Software Design for Performance

Est. read time: 8 minutes | Last updated: October 01, 2025 by John Gentile

Contents

Overview
Optimizations for Performant Software
Concurrency & Asynchronous Programming
Real-Time & Embedded
- Real-Time Operating Systems (RTOS)
Assembly, SIMD & Intrinsics
GPU/Other-Accelerator Processing
- NVIDIA CUDA
- General/Other References
Performance Tuning & Tools
References
- YouTube Videos

Overview

To write high-performance software (SW), you should fundamentally understand computer architecture and that layers of abstraction have major effects.

Latency numbers everyone should know:

           0.5 ns - CPU L1 dCACHE reference
           1   ns - speed-of-light (a photon) travel a 1 ft (30.5cm) distance
           5   ns - CPU L1 iCACHE Branch mispredict
           7   ns - CPU L2  CACHE reference
          71   ns - CPU cross-QPI/NUMA best  case on XEON E5-46*
         100   ns - MUTEX lock/unlock
         100   ns - own DDR MEMORY reference
         135   ns - CPU cross-QPI/NUMA best  case on XEON E7-*
         202   ns - CPU cross-QPI/NUMA worst case on XEON E7-*
         325   ns - CPU cross-QPI/NUMA worst case on XEON E5-46*
      10,000   ns - Compress 1K bytes with Zippy PROCESS
      20,000   ns - Send 2K bytes over 1 Gbps NETWORK
     250,000   ns - Read 1 MB sequentially from MEMORY
     500,000   ns - Round trip within a same DataCenter
  10,000,000   ns - DISK seek
  10,000,000   ns - Read 1 MB sequentially from NETWORK
  30,000,000   ns - Read 1 MB sequentially from DISK
 150,000,000   ns - Send a NETWORK packet CA -> Netherlands
|   |   |   |
|   |   | ns|
|   | us|
| ms|

Optimizations for Performant Software

Memory & Caching

lscpu -C can show COHERENCY-SIZE as the “minimum amount of data in bytes transferred from memory to cache”.

Branchless Programming

Unrolling your loops can improve branch prediction – Daniel Lemire’s blog
Vectorizing a loop by making it branchless
Fastest Branchless Binary Search - mhdm.dev
Branchless Programming: Why “If” is Sloowww… and what we can do about it!

Other Improvements & Tricks

Concurrency & Asynchronous Programming

You mainly use concurrency in an application to separate concerns and/or to gain performance.

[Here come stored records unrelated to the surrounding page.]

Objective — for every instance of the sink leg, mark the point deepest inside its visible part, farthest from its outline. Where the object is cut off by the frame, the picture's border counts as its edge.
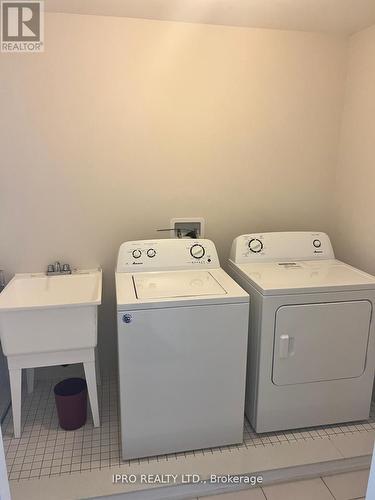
(92, 389)
(30, 380)
(15, 389)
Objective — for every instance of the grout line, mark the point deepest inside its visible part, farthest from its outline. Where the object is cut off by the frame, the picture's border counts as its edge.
(326, 485)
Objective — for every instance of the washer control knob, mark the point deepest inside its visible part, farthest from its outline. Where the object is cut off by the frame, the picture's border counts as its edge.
(127, 318)
(197, 251)
(255, 245)
(317, 243)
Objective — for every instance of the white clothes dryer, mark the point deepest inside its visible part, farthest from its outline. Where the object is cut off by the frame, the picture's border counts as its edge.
(311, 354)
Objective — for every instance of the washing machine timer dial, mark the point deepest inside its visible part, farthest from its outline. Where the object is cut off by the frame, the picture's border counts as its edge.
(255, 245)
(136, 253)
(317, 243)
(197, 251)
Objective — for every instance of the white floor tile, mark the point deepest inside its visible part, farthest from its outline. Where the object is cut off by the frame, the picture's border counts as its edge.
(348, 486)
(45, 446)
(310, 489)
(249, 494)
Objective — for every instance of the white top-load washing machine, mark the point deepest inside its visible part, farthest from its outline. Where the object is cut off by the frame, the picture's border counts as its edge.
(311, 335)
(182, 343)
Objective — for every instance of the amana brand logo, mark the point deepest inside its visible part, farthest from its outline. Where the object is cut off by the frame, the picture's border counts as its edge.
(22, 26)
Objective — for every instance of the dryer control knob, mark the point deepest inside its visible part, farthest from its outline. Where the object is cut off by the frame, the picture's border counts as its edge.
(317, 243)
(197, 251)
(255, 245)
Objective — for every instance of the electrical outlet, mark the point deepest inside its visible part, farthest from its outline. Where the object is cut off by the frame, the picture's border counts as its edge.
(187, 227)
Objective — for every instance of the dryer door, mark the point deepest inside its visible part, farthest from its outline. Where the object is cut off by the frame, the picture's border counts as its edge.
(316, 342)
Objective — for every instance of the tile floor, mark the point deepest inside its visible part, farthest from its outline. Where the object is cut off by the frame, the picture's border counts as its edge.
(46, 450)
(347, 486)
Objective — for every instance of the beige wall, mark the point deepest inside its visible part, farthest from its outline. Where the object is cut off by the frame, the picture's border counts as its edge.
(354, 211)
(122, 124)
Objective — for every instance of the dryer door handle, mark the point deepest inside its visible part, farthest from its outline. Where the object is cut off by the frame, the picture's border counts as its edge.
(286, 345)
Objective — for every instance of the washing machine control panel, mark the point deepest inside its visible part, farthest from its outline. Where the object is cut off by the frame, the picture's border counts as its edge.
(161, 255)
(285, 246)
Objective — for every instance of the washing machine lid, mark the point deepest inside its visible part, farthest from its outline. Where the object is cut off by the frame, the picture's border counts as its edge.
(162, 289)
(160, 285)
(309, 276)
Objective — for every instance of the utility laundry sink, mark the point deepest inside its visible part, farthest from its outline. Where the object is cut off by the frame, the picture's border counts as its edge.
(40, 313)
(46, 321)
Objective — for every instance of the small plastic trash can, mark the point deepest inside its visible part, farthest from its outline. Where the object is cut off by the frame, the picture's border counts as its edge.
(71, 403)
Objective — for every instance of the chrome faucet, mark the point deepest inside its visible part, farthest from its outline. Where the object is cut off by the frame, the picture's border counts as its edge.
(57, 269)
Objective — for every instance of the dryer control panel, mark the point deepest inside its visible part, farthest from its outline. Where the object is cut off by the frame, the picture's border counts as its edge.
(168, 254)
(279, 247)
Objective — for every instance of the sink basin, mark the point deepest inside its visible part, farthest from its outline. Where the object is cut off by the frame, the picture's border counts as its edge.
(40, 313)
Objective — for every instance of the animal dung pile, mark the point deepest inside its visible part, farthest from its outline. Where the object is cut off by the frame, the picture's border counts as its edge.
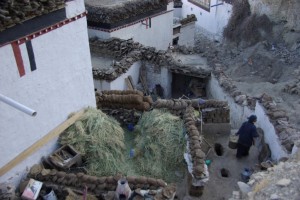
(128, 99)
(124, 116)
(17, 11)
(159, 144)
(99, 139)
(101, 14)
(195, 140)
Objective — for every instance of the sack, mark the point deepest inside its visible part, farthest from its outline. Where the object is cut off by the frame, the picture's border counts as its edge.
(233, 139)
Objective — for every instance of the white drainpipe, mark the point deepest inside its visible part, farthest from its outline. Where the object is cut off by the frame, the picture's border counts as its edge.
(17, 105)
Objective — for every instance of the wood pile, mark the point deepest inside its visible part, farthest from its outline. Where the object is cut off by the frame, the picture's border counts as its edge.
(188, 19)
(287, 133)
(18, 11)
(195, 140)
(110, 15)
(96, 185)
(127, 52)
(292, 88)
(128, 99)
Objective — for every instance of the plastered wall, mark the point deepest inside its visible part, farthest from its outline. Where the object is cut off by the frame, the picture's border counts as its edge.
(212, 21)
(159, 35)
(62, 83)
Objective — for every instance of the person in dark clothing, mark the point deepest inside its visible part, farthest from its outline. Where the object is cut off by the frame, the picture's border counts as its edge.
(247, 133)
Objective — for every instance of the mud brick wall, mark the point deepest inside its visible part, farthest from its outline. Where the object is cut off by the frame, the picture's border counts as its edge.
(18, 11)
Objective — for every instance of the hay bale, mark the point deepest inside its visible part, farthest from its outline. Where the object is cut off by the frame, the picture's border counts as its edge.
(100, 139)
(159, 135)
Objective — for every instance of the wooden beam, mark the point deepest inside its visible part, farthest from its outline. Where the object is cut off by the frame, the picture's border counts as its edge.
(129, 86)
(40, 143)
(131, 81)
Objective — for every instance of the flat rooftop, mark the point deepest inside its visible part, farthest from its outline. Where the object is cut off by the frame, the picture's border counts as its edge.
(107, 3)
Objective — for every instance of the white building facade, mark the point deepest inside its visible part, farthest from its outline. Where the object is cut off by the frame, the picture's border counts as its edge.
(49, 71)
(212, 15)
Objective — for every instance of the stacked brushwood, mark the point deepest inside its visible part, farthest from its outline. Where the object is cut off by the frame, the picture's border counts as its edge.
(123, 116)
(213, 111)
(96, 185)
(111, 15)
(128, 99)
(18, 11)
(188, 19)
(195, 140)
(127, 52)
(293, 87)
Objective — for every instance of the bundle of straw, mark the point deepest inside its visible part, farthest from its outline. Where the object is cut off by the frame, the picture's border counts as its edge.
(100, 139)
(159, 144)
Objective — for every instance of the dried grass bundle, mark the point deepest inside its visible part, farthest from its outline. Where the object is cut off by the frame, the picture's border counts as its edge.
(100, 139)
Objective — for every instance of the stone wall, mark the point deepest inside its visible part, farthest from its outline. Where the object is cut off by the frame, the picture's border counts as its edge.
(18, 11)
(103, 15)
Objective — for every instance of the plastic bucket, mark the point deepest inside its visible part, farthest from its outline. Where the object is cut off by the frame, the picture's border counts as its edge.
(50, 195)
(233, 139)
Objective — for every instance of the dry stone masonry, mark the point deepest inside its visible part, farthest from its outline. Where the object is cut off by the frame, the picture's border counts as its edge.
(18, 11)
(128, 99)
(106, 16)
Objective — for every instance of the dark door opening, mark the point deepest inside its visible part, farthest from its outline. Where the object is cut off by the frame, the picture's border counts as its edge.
(192, 87)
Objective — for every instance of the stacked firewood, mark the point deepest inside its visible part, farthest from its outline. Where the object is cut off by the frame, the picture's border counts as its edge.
(110, 15)
(17, 11)
(128, 99)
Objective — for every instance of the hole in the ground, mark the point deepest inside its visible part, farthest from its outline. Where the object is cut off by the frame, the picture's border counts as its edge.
(219, 149)
(224, 173)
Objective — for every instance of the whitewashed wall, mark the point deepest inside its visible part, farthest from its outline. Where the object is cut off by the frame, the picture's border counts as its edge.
(162, 76)
(119, 83)
(177, 12)
(211, 22)
(239, 114)
(159, 35)
(61, 84)
(187, 35)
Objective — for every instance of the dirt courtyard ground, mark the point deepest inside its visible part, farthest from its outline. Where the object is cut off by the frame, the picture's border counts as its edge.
(224, 171)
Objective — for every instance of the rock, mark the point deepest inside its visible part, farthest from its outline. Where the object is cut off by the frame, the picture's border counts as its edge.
(274, 197)
(283, 182)
(244, 188)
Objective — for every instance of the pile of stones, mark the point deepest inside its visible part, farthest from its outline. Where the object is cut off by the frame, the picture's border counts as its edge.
(109, 15)
(188, 19)
(127, 52)
(18, 11)
(128, 99)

Approaches to concurrency:

Multiple Processes: separate processes can use OS Interprocess Communication (IPC) features- like signals, sockets, files, pipes, etc.- to pass messages/data. A downisde is IPC can be complicated to setup or slow, and there’s overhead in running multiple processes (OS resources to manage and start). An advantage is IPC can be horizontally scalable, and processes can be run across machines on a network (e.x. when using socket IPC).
Multiple Threads: you can also run multiple threads within a single process, where all threads share the same address space, and most data can be accessed directly from all threads. This makes the overhead much smaller than sharing data across processes, but this also means software must be more aware of potential problems between threads operating on data concurrently. Threads can be launched much quicker than processes as well.
- We can further divide up parallelism constructs from here into task parallelism (dividing tasks into multiple, concurrent parts) and data parallelism, where each thread can operate on different parts of data (also leading into SIMD hardware parallelism).
- A thread can be pinned to a specific core (called thread affinity) to avoid latency induced by context switching.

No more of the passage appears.